SeqAn uses concepts extensively, for specialisation/overloading, but also to prevent misuse of templates and to clearly
specify all public interfaces.
We prefer the intermediate syntax and additionally use the verbose expressions if necessary.
Unfortunately, doxygen, the system used to generate this documentation, does not handle C++ concepts very well, yet.
In some parts of the documentation concepts are called "interfaces", please don't let this confuse you.
And the "verbose syntax" introduced above is not visible at all in the automatically generated documentation.
That's why it's important to read the detailed documentation section where all requirements are documented.

Have a look at the documentation of seqan3::argument_parser::add_positional_option().
It has two template parameters, one seems unconstrained (`typename` in the signature) and one is constrained
(`validator` in the signature).
But in fact both are constrained as the detailed documentation reveals.

Now, follow the link to seqan3::validator.
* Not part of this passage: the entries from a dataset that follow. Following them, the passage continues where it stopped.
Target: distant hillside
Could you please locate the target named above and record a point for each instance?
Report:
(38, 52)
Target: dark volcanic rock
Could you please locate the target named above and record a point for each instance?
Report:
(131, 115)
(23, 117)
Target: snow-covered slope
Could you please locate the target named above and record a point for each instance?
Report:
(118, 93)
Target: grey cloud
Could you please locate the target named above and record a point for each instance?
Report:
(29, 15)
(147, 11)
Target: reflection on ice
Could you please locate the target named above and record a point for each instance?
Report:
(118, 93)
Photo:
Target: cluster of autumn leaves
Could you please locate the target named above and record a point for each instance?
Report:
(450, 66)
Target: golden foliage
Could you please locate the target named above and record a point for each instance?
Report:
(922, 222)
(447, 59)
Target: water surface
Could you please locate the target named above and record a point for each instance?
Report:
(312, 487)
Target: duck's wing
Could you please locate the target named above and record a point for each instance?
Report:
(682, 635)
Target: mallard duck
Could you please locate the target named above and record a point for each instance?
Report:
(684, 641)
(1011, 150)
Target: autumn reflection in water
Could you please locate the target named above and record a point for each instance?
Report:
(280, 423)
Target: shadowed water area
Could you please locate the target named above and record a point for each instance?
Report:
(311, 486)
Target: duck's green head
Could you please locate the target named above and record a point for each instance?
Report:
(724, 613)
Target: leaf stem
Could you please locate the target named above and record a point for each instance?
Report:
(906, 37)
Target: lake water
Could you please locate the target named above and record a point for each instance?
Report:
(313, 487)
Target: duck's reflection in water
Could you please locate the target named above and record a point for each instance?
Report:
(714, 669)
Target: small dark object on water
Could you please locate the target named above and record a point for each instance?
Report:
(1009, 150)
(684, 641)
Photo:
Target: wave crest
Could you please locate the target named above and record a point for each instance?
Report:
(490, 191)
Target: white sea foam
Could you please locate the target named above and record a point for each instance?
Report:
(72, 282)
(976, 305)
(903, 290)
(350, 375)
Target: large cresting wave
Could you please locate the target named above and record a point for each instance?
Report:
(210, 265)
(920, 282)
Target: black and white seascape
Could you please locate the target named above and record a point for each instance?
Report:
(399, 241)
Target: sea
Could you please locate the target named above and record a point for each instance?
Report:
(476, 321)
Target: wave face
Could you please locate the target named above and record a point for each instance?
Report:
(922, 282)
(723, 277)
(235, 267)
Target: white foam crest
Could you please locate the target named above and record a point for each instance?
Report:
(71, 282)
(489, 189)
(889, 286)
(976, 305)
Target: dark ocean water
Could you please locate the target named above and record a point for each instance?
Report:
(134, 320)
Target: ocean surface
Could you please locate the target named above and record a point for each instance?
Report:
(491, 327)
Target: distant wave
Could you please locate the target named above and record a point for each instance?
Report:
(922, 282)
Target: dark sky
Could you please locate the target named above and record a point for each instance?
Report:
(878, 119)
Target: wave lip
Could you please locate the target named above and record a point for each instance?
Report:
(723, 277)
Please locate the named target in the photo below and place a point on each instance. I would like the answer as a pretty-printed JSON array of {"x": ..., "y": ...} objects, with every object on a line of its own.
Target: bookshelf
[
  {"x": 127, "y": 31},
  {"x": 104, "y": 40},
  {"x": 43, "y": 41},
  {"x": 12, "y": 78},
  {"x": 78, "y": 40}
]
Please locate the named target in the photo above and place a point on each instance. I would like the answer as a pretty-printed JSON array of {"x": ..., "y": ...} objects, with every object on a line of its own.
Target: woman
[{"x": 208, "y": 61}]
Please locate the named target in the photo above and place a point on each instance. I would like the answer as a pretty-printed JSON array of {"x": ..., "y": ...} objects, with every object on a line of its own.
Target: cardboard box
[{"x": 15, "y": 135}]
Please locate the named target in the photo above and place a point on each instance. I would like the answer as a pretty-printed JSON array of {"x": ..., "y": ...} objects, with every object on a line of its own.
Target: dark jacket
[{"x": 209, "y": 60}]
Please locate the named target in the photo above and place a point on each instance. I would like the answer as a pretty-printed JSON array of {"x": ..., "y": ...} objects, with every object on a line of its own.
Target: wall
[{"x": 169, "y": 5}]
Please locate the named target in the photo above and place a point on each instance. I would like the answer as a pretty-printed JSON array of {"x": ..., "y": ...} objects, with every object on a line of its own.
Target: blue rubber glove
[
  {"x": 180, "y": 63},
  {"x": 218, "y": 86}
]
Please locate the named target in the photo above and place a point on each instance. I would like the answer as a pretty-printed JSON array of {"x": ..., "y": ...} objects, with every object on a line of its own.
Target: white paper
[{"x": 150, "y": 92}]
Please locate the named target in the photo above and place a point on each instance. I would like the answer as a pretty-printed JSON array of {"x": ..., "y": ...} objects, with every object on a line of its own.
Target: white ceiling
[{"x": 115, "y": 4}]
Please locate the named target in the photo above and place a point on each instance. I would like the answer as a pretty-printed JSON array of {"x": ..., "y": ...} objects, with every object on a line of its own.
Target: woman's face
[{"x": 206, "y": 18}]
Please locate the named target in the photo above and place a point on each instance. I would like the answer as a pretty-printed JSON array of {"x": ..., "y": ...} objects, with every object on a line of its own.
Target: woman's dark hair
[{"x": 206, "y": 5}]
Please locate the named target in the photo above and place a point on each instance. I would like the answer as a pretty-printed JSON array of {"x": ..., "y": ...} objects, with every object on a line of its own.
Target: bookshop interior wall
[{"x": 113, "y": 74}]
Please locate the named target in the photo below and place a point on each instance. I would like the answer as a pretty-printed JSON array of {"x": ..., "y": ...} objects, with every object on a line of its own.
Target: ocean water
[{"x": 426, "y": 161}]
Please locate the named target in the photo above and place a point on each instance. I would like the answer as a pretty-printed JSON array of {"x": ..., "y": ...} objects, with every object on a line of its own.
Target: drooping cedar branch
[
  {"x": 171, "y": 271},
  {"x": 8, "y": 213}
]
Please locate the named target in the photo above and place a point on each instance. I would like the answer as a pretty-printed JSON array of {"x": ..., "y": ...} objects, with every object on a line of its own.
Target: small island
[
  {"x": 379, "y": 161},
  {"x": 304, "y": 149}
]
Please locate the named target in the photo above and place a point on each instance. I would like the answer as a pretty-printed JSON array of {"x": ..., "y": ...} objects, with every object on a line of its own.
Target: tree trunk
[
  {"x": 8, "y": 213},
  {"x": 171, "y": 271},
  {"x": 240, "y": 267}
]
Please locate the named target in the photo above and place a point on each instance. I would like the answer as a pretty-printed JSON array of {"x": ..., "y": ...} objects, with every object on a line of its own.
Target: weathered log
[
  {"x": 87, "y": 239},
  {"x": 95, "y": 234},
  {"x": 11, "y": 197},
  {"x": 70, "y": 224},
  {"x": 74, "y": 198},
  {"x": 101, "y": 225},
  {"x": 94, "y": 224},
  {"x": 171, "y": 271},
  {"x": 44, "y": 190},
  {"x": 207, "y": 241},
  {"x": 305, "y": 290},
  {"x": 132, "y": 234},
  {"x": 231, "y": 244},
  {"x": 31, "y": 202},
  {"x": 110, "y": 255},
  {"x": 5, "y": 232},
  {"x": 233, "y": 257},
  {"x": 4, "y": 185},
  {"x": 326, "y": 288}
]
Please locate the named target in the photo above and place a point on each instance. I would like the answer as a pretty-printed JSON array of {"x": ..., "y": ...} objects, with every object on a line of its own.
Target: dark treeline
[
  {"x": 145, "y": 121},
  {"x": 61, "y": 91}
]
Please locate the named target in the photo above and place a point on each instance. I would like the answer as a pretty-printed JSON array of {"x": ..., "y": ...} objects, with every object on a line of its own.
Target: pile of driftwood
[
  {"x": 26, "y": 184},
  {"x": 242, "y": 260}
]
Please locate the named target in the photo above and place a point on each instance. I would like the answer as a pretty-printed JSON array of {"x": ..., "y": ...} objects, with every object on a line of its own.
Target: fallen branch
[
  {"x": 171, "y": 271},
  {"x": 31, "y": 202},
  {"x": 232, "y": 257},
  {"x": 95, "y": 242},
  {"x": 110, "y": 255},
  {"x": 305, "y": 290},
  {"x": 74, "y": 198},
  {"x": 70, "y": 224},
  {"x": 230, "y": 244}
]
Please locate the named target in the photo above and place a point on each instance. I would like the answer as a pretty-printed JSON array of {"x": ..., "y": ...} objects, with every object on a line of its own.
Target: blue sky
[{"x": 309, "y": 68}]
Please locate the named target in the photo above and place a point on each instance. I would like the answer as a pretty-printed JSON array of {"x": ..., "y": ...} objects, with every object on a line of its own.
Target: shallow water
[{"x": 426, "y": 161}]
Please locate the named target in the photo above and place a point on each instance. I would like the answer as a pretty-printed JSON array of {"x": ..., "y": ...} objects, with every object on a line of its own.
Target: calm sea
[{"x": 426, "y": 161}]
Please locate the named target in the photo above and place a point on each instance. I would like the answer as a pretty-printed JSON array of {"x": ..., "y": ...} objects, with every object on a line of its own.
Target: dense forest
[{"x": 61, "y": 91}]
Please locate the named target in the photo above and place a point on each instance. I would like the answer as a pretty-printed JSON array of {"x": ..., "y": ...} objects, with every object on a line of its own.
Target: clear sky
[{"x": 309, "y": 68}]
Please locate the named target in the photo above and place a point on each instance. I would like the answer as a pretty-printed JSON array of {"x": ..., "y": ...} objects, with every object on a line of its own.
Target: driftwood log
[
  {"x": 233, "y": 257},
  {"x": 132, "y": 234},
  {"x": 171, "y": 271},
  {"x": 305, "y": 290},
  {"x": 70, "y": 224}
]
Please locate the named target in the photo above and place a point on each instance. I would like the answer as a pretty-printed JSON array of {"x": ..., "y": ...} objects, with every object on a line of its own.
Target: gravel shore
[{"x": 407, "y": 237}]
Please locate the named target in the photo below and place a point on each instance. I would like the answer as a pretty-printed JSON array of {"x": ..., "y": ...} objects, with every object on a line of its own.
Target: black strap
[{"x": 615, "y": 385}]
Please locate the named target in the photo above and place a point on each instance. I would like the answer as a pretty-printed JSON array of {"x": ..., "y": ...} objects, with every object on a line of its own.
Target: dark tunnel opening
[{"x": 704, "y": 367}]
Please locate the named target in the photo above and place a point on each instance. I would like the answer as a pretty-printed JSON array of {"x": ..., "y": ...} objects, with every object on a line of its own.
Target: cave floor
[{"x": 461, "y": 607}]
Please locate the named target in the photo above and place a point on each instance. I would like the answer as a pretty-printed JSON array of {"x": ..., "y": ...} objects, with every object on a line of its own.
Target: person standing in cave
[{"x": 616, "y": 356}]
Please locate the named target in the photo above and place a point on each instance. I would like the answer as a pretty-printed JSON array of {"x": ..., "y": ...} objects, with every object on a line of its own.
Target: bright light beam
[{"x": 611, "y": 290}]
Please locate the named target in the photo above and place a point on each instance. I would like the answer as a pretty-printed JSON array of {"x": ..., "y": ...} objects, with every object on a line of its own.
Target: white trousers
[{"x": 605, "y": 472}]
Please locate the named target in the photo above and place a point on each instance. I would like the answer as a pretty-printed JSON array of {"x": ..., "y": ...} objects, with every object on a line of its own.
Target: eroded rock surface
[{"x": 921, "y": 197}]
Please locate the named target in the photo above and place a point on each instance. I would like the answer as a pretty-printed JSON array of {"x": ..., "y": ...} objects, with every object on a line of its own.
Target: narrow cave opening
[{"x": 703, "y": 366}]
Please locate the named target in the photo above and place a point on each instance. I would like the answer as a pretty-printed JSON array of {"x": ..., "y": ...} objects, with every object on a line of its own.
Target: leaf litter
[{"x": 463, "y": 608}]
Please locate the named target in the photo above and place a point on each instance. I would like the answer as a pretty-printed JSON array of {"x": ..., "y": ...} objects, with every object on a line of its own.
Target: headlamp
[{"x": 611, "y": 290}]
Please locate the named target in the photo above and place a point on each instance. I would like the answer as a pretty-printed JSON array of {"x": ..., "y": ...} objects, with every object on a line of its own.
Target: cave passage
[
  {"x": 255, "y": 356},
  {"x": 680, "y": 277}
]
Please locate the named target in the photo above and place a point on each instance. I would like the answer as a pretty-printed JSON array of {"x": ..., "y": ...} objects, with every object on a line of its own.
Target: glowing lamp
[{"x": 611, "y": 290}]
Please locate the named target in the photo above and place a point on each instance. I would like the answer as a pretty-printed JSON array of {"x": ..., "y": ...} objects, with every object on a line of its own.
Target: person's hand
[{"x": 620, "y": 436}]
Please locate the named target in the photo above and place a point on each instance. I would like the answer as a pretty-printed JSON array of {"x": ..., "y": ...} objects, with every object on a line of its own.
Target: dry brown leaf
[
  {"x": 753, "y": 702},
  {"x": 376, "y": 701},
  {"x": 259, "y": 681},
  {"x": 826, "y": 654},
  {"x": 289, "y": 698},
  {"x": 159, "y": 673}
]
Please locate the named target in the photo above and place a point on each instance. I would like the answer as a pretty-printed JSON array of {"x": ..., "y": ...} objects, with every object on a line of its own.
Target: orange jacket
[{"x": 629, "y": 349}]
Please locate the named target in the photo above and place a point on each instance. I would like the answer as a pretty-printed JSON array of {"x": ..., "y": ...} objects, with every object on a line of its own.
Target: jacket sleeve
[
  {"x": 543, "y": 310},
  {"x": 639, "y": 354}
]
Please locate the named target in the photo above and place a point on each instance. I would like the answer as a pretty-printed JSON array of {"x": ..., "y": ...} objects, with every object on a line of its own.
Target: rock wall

We will check in the next section whether you understand the
documentation for the concept.

# How to make your own type model a concept

## seqan3::validator

Remember the tutorial on \ref tutorial_argument_parser ? Let's implement our own validator that checks
if a numeric argument is an integral square (i.e. the user shall only be allowed to enter 0, 1, 4, 9...).

### Understanding the requirements

In the previous section you analysed seqan3::validator.
Do you understand the requirements formulated on that page?

\hint
In order to model the seqan3::validator, your custom validator must provide the following:

  1. It needs to expose a `value_type` type member which identifies the type of variable the validator works on.
     Currently, the SeqAn validators either have value_type `double` or `std::string`.
     Since the validator works on every type that has a common reference type to `value_type`, it enables a validator
     with `value_type = double` to work on all arithmetic values.
     \attention In order to be chainable, the validators need to share the same value_type!
  2. It has to be a [functor](https://stackoverflow.com/questions/356950/what-are-c-functors-and-their-uses), which
     basically means it must provide `operator()`.
  3. It has to have a member function `std::string get_help_page_message() const` that returns a string that can be
     displayed on the help page.

\endhint

### Formally satisfying the requirements

As we have noted previously, you can check if your type models seqan3::validator in the following way:

```cpp
struct custom_validator
{
    // ...
};

static_assert(seqan3::validator<custom_validator>);
```

To formally satisfy the requirements, your functions don't need the correct behaviour, yet.
Only the signatures need to be fully specified.

\assignment{Assignment 3: Custom validator I}
Implement enough of the above mentioned `struct custom_validator` for it to model seqan3::validator and pass
the check. You can use an empty `main()`-function for now.
\endassignment
\solution
\include doc/tutorial/concepts/custom_validator_solution1.cpp
\endsolution

### Implementing the functionality

The above implementation is of course not yet useful.
It should be usable with this main function:

\snippet doc/tutorial/concepts/custom_validator_solution2.cpp main

Try to think of the correct behaviour of this program.

It should print "Yeah!" for the arguments `-i 0`, `-i 4`, or `-i 144`; and/or `-j 0` or `-j 4`.

It should fail for the arguments `-i 3`; and/or `-j 144` or `-j 3`.

\assignment{Assignment 4: Custom validator II}
Implement your validator fully, i.e. make it throw seqan3::validation_error if the number provided is not a
square.
Also give a nice description for the help page.

\endassignment
\solution
\snippet doc/tutorial/concepts/custom_validator_solution2.cpp validator
\endsolution

You have now written your own type that is compatible with our constrained interfaces!